East Solar Heater Improved Comfort

I went outside to move blocks (58 and counting) this morning just as the sun hit my east window solar heater. I was out 30 minutes and came in to a five degree increase. Yay! I love the power of New Mexico winter sunshine (free to me).

I expect 2 days of rain and snow and still have 5 plants to figure out where to plant. Terra cotta pots disintegrate here in the winter. Darn, they are my favorite… not so fancy as pretty ceramic but visually well suited to a mountain cabin. I am considering making pots from tree trunks but would also like to make them from stone.  Home Depot has been selling plastic wood Kontiki planters.  I want mine to be wood bears.  Maybe some day.

My temperature increased another two degrees while sitting here writing.  If it gets too hot (wishful thinking) I can always run the exhaust fan for a few minutes.  Last year I let it get in the upper 70s during the day and only turned the heat on when it dissipated between 8 and 10 pm.  This winter is supposed to be colder than usual so I may just enjoy the added warmth.  I do love the morning warmth, it adds several hours to my (free to me) solar heat.

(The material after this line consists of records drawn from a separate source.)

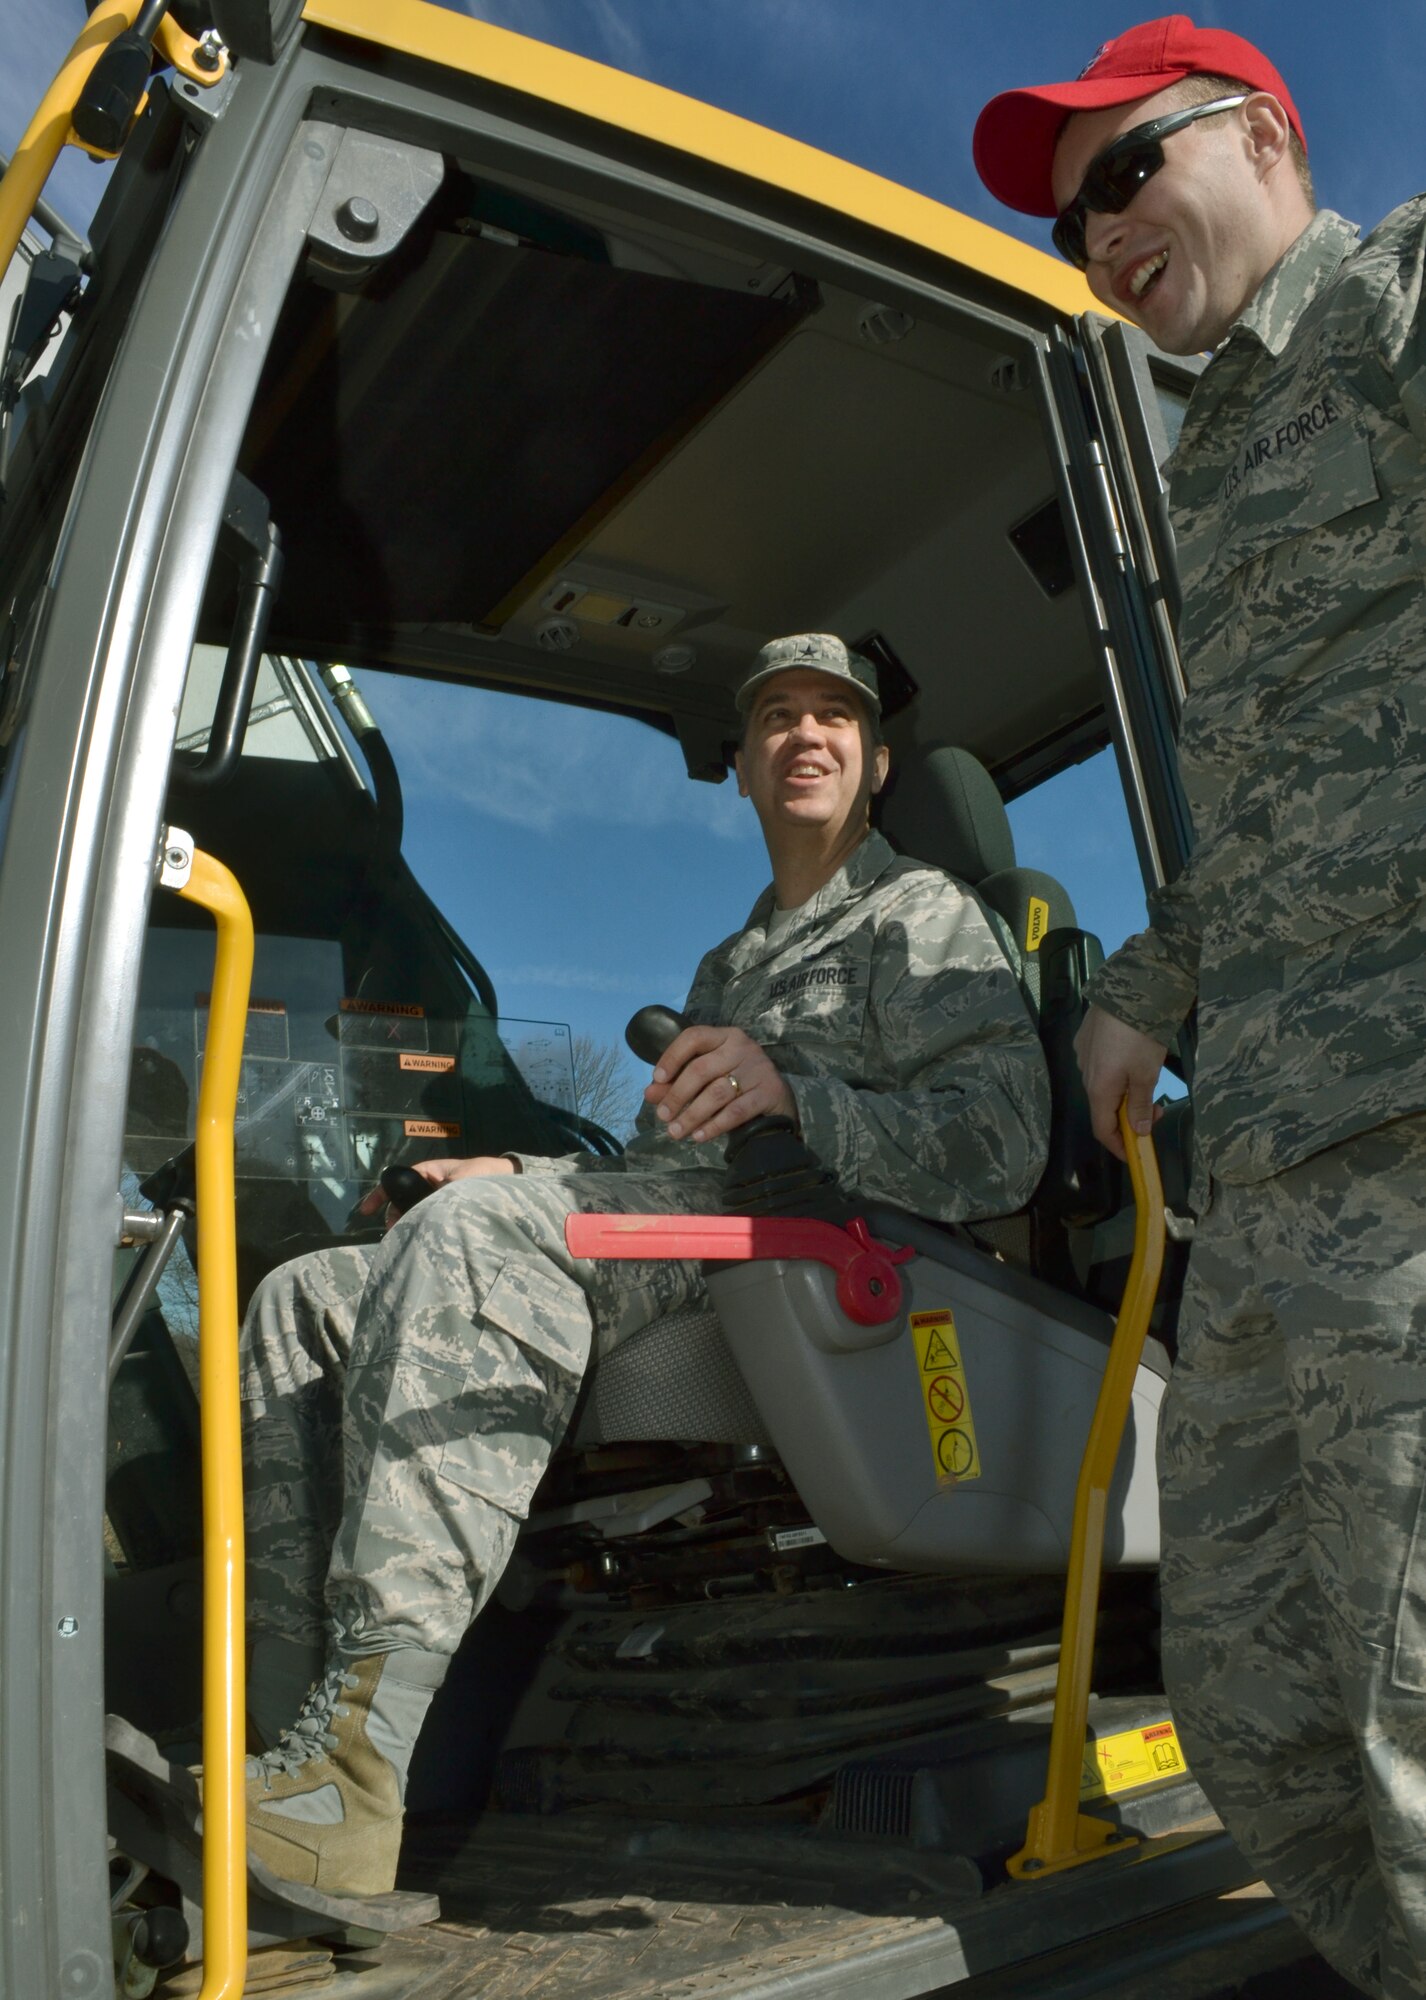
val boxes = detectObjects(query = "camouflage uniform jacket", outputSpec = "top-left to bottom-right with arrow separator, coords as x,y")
517,831 -> 1049,1223
1088,203 -> 1426,1183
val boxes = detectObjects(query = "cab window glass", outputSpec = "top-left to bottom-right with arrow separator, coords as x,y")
123,660 -> 771,1306
355,670 -> 770,1139
175,647 -> 335,765
1007,747 -> 1185,1098
1006,746 -> 1145,957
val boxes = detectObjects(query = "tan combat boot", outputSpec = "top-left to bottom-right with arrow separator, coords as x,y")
239,1648 -> 445,1896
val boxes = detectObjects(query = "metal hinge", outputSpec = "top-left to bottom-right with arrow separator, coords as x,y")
305,129 -> 444,288
172,59 -> 238,132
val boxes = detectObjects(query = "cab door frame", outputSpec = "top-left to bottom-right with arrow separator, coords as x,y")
1048,315 -> 1204,893
0,48 -> 336,1996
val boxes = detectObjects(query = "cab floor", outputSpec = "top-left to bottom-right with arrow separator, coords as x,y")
256,1897 -> 1360,2000
214,1805 -> 1355,2000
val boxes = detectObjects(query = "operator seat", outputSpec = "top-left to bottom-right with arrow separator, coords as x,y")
563,742 -> 1165,1580
572,740 -> 1055,1455
572,740 -> 1077,1445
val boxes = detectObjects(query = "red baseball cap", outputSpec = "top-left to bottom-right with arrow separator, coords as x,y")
973,14 -> 1306,218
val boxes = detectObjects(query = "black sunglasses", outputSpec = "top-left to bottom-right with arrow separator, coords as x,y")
1052,94 -> 1248,269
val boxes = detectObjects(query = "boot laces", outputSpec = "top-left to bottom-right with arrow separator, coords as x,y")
250,1664 -> 359,1783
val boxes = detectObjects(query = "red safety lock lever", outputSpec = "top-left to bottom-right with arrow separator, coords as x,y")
576,1006 -> 913,1325
563,1212 -> 914,1326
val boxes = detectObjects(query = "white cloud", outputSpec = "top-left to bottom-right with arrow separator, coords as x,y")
492,961 -> 652,993
458,0 -> 649,73
360,672 -> 760,844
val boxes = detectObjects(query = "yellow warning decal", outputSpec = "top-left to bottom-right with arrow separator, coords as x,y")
399,1053 -> 456,1073
909,1309 -> 981,1485
404,1118 -> 461,1139
1024,896 -> 1050,953
1079,1720 -> 1188,1800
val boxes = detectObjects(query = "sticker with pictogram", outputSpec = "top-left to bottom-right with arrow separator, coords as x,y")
909,1309 -> 981,1484
1078,1719 -> 1189,1800
926,1374 -> 965,1423
920,1330 -> 955,1371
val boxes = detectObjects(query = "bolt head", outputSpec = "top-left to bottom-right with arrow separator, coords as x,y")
336,195 -> 380,243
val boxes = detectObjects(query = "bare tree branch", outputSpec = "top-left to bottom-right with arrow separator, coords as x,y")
570,1032 -> 644,1139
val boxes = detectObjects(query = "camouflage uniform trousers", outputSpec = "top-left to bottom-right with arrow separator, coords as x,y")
1159,1113 -> 1426,2000
240,1168 -> 724,1659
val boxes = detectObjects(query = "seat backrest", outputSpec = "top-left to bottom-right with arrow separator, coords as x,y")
879,745 -> 1075,1012
882,745 -> 1124,1242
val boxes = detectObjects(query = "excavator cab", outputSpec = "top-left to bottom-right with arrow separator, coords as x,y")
0,7 -> 1312,1997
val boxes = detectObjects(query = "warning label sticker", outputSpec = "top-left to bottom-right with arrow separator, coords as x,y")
910,1309 -> 981,1484
340,998 -> 425,1018
404,1118 -> 460,1139
1079,1719 -> 1188,1800
399,1053 -> 455,1074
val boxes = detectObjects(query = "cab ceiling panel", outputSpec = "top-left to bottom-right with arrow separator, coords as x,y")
240,215 -> 809,652
827,453 -> 1099,772
586,330 -> 1038,629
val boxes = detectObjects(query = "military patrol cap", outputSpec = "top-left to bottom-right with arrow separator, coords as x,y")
735,633 -> 881,716
974,14 -> 1305,218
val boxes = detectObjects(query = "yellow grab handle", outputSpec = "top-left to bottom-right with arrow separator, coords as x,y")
1007,1101 -> 1166,1880
0,0 -> 140,281
172,843 -> 253,1999
0,0 -> 229,284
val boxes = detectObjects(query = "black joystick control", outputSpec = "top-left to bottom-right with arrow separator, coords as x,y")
380,1164 -> 436,1214
625,1004 -> 689,1065
625,1003 -> 843,1216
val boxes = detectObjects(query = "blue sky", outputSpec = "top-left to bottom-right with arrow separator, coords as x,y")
9,5 -> 1422,248
5,6 -> 1422,1124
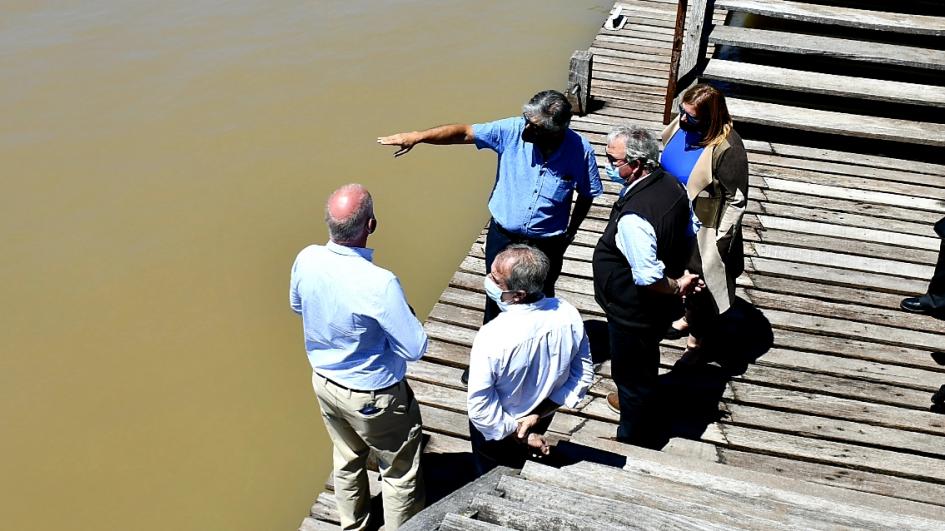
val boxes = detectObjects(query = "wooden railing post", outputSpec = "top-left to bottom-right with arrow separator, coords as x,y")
664,0 -> 715,123
567,50 -> 593,116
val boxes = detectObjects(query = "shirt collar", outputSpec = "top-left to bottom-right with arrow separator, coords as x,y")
504,294 -> 552,312
326,240 -> 374,262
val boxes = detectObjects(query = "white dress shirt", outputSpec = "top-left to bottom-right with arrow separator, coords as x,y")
467,296 -> 594,441
615,174 -> 666,286
289,241 -> 427,390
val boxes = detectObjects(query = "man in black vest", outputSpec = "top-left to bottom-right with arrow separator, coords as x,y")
900,216 -> 945,318
593,125 -> 702,445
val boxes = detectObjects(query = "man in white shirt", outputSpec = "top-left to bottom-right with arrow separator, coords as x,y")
466,244 -> 594,474
290,184 -> 427,530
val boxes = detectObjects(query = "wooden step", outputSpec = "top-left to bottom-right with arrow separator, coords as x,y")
716,0 -> 945,37
725,97 -> 945,147
703,59 -> 945,108
439,513 -> 512,531
469,492 -> 627,531
708,25 -> 945,71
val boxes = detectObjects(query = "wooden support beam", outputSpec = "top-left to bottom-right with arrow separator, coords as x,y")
567,50 -> 593,116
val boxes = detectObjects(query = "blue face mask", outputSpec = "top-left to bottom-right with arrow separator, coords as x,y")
484,275 -> 512,312
605,165 -> 624,184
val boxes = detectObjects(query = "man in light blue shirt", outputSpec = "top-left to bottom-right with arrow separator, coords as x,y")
289,184 -> 427,530
378,90 -> 603,330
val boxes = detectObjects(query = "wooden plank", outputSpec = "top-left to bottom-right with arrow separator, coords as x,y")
709,25 -> 945,71
740,140 -> 945,176
747,153 -> 945,189
440,514 -> 513,531
751,165 -> 945,203
470,492 -> 628,531
496,475 -> 732,530
572,433 -> 945,520
716,0 -> 945,37
704,59 -> 945,108
750,215 -> 941,251
747,243 -> 934,280
299,517 -> 339,531
519,461 -> 796,530
557,451 -> 945,529
726,97 -> 945,147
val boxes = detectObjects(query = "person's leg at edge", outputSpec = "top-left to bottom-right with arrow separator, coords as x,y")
312,374 -> 371,531
533,235 -> 566,299
482,220 -> 513,325
609,324 -> 660,444
927,239 -> 945,308
350,381 -> 425,530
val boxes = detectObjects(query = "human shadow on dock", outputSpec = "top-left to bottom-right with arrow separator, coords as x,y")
584,295 -> 773,451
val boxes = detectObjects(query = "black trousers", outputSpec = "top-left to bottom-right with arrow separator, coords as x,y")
469,414 -> 554,476
608,322 -> 662,444
482,219 -> 568,324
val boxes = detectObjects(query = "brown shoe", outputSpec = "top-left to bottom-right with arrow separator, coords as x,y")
606,392 -> 620,414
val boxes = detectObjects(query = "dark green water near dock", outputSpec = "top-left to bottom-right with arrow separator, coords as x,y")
0,1 -> 613,529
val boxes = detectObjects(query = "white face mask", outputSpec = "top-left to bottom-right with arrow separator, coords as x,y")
483,275 -> 512,312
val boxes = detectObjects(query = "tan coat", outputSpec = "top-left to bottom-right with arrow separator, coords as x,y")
662,117 -> 749,314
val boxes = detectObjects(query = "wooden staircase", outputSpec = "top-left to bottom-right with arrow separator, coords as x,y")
697,0 -> 945,149
397,442 -> 945,530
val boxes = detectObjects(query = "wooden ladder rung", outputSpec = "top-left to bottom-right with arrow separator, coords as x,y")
725,97 -> 945,147
716,0 -> 945,37
708,25 -> 945,71
703,59 -> 945,108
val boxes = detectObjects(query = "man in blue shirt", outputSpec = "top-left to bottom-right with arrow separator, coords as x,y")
290,184 -> 427,530
378,90 -> 603,327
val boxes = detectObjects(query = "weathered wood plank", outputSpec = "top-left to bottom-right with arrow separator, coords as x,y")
496,475 -> 732,531
439,514 -> 513,531
709,25 -> 945,71
470,492 -> 627,531
299,516 -> 340,531
716,0 -> 945,36
740,140 -> 945,176
717,448 -> 945,508
727,97 -> 945,147
704,59 -> 945,108
567,433 -> 945,513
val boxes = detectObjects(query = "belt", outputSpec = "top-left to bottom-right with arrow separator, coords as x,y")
491,219 -> 564,241
320,374 -> 402,394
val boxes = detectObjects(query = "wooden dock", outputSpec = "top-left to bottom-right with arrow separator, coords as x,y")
303,1 -> 945,529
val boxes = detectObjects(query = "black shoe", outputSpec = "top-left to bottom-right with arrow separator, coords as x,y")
900,295 -> 937,314
664,324 -> 687,340
460,368 -> 469,385
932,384 -> 945,405
932,402 -> 945,415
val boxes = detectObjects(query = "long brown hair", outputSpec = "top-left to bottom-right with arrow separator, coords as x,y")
681,83 -> 732,148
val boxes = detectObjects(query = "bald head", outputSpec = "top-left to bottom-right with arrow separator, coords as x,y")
325,184 -> 374,244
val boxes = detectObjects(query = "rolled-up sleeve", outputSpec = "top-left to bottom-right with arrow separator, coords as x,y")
377,277 -> 427,362
577,139 -> 604,198
615,214 -> 665,286
549,329 -> 594,408
467,341 -> 517,441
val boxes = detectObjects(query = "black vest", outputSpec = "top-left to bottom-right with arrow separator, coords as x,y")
593,168 -> 691,330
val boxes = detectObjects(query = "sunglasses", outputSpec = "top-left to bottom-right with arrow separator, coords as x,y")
677,104 -> 700,125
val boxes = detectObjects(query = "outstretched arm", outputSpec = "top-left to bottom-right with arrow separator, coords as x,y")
377,124 -> 475,157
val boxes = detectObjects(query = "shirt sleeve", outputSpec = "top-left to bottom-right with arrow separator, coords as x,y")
472,117 -> 518,154
466,334 -> 518,441
615,213 -> 665,286
289,254 -> 302,315
549,326 -> 594,408
376,277 -> 428,362
576,137 -> 604,198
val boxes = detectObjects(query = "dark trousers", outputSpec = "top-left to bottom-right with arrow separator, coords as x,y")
483,219 -> 568,324
609,322 -> 662,444
926,238 -> 945,308
469,414 -> 554,476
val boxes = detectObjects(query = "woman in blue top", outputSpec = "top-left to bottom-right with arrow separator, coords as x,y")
659,84 -> 749,361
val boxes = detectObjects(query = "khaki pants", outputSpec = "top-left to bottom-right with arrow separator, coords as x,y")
312,372 -> 425,531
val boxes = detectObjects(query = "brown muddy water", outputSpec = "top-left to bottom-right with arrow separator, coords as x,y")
0,1 -> 614,530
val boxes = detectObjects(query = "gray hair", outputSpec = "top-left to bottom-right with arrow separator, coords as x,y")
496,244 -> 550,295
522,90 -> 572,133
606,125 -> 660,172
324,184 -> 373,243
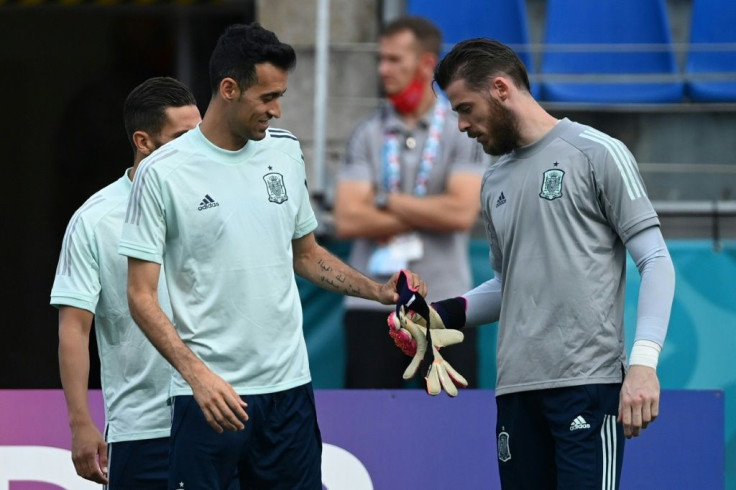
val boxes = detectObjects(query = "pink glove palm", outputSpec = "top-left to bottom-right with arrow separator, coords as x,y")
388,307 -> 418,356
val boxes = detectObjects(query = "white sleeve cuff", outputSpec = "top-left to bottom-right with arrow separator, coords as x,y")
628,339 -> 662,369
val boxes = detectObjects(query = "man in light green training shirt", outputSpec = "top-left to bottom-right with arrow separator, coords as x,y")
51,77 -> 200,486
119,23 -> 426,489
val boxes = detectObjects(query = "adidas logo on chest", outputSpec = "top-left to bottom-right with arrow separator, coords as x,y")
197,194 -> 219,211
495,192 -> 507,208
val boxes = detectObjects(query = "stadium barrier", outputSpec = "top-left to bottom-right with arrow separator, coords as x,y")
0,389 -> 724,489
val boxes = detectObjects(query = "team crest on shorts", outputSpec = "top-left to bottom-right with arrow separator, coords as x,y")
498,429 -> 511,462
539,168 -> 565,200
264,172 -> 288,204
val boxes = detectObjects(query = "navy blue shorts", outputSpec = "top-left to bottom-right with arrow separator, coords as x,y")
496,384 -> 624,490
105,437 -> 168,489
169,382 -> 322,489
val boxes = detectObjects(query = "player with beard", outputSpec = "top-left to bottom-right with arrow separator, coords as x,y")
334,16 -> 488,389
391,38 -> 675,489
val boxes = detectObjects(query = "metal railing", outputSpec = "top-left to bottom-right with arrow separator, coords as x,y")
653,200 -> 736,250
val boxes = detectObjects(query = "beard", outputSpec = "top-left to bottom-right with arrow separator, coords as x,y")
483,97 -> 520,156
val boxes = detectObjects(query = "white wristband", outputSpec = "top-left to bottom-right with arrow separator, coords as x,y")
629,339 -> 662,369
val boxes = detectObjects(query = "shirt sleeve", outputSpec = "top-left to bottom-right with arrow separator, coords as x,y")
588,134 -> 659,242
458,184 -> 506,328
118,161 -> 167,264
294,154 -> 319,239
50,211 -> 100,312
480,173 -> 504,274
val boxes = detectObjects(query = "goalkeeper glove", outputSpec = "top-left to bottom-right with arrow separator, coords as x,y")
386,273 -> 469,396
387,295 -> 467,357
387,269 -> 426,356
399,312 -> 468,397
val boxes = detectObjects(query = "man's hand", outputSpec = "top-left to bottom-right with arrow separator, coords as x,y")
618,365 -> 660,438
190,368 -> 249,433
386,269 -> 437,356
70,422 -> 108,484
379,269 -> 428,305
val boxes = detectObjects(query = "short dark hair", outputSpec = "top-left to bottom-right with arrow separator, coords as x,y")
208,22 -> 297,94
381,16 -> 442,57
434,38 -> 531,93
123,76 -> 196,150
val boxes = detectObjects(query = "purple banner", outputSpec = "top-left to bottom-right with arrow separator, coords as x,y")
316,390 -> 497,489
0,390 -> 104,489
0,389 -> 724,489
316,389 -> 724,489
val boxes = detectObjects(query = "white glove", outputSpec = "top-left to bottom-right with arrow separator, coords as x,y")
397,310 -> 468,397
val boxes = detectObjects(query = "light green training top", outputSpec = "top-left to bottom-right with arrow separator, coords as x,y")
51,170 -> 173,443
119,125 -> 318,396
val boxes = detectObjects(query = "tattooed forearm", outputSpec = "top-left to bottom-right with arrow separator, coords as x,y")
300,247 -> 373,299
318,259 -> 332,272
320,276 -> 362,297
320,276 -> 338,289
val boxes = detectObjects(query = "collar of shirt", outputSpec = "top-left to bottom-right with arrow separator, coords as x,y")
381,101 -> 433,134
513,118 -> 571,159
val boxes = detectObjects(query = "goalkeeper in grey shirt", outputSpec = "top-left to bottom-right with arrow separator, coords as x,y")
392,39 -> 675,490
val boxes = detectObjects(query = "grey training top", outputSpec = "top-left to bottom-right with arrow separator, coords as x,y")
482,118 -> 659,396
338,100 -> 489,310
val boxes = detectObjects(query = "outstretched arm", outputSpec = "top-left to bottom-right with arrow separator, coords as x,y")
58,306 -> 108,484
127,258 -> 248,433
292,232 -> 426,303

A friend of mine reminded me yesterday that this is not “pretty” in the window.  I say fancy it up.  Cover the side facing your room with anything that floats your boat.  Fabric, wood, paint, wallpaper scraps, hang a quilt in front of it or sew Mylar into a cafe curtain.

I want a faux Japanese shoji screen but haven’t done that yet.  Too busy moving concrete blocks and gardening in the summer.

The main thing is to get (free to me) heat in the house because the New Mexico sun is an integral part of my Food Forest and it shines through my 10 foot south window making a mini greenhouse.  It is part of my circular economy when it shines through my east and west windows as a solar heat source amplified by a simple device.

What about my cold north window?  I got a tip from a coworker who once was a custom draper.  She made quilted panels for hanging inside the window frame on tension rods to keep out winter cold.  You can leave them off on sunny days and pop them in at night.

Last year I made panels for three bedroom windows.  Instead of quilting I recycled plain navy terrycloth towels.  They are already up in my bedrooms at night this winter.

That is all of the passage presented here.